Am J Respir Crit Care Med ; 202(6): 812-821, 2020 09 15.
Artículo en Inglés | MEDLINE | ID: mdl-32584597

RESUMEN

Rationale: Coronavirus disease (COVID-19) is a global threat to health. Its inflammatory characteristics are incompletely understood.Objectives: To define the cytokine profile of COVID-19 and to identify evidence of immunometabolic alterations in those with severe illness.Methods: Levels of IL-1ß, IL-6, IL-8, IL-10, and sTNFR1 (soluble tumor necrosis factor receptor 1) were assessed in plasma from healthy volunteers, hospitalized but stable patients with COVID-19 (COVIDstable patients), patients with COVID-19 requiring ICU admission (COVIDICU patients), and patients with severe community-acquired pneumonia requiring ICU support (CAPICU patients). Immunometabolic markers were measured in circulating neutrophils from patients with severe COVID-19. The acute phase response of AAT (alpha-1 antitrypsin) to COVID-19 was also evaluated.Measurements and Main Results: IL-1ß, IL-6, IL-8, and sTNFR1 were all increased in patients with COVID-19. COVIDICU patients could be clearly differentiated from COVIDstable patients, and demonstrated higher levels of IL-1ß, IL-6, and sTNFR1 but lower IL-10 than CAPICU patients.

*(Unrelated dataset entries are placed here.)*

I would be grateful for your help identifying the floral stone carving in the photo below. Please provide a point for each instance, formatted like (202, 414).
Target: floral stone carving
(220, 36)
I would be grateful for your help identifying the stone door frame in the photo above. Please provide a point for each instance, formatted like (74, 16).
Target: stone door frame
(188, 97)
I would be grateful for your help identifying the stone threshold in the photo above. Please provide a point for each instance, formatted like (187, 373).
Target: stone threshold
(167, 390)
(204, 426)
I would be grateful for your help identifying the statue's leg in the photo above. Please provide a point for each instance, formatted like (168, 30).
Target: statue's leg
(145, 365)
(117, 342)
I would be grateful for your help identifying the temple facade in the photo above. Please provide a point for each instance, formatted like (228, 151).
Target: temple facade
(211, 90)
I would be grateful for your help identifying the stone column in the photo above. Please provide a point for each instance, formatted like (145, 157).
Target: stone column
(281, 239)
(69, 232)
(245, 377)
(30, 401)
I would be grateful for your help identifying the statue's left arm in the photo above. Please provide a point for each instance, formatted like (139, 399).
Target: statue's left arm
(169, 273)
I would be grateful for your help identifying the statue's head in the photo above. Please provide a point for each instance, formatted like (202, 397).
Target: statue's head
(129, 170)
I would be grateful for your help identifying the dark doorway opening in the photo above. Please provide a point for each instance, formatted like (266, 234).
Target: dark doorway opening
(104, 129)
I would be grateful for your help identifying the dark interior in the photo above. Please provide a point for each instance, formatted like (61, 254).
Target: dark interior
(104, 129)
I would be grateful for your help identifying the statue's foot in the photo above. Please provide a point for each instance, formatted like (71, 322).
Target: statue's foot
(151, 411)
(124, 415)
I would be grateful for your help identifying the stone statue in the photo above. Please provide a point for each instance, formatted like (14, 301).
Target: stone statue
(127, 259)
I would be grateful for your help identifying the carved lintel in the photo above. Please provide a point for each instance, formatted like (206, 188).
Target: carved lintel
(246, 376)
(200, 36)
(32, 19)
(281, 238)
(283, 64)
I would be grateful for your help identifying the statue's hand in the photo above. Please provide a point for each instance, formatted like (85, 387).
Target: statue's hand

COVID-19 neutrophils displayed altered immunometabolism, with increased cytosolic PKM2 (pyruvate kinase M2), phosphorylated PKM2, HIF-1α (hypoxia-inducible factor-1α), and lactate. The production and sialylation of AAT increased in COVID-19, but this antiinflammatory response was overwhelmed in severe illness, with the IL-6:AAT ratio markedly higher in patients requiring ICU admission (P < 0.0001). In critically unwell patients with COVID-19, increases in IL-6:AAT predicted prolonged ICU stay and mortality, whereas improvement in IL-6:AAT was associated with clinical resolution (P < 0.0001).Conclusions: The COVID-19 cytokinemia is distinct from that of other types of pneumonia, leading to organ failure and ICU need. Neutrophils undergo immunometabolic reprogramming in severe COVID-19 illness. Cytokine ratios may predict outcomes in this population.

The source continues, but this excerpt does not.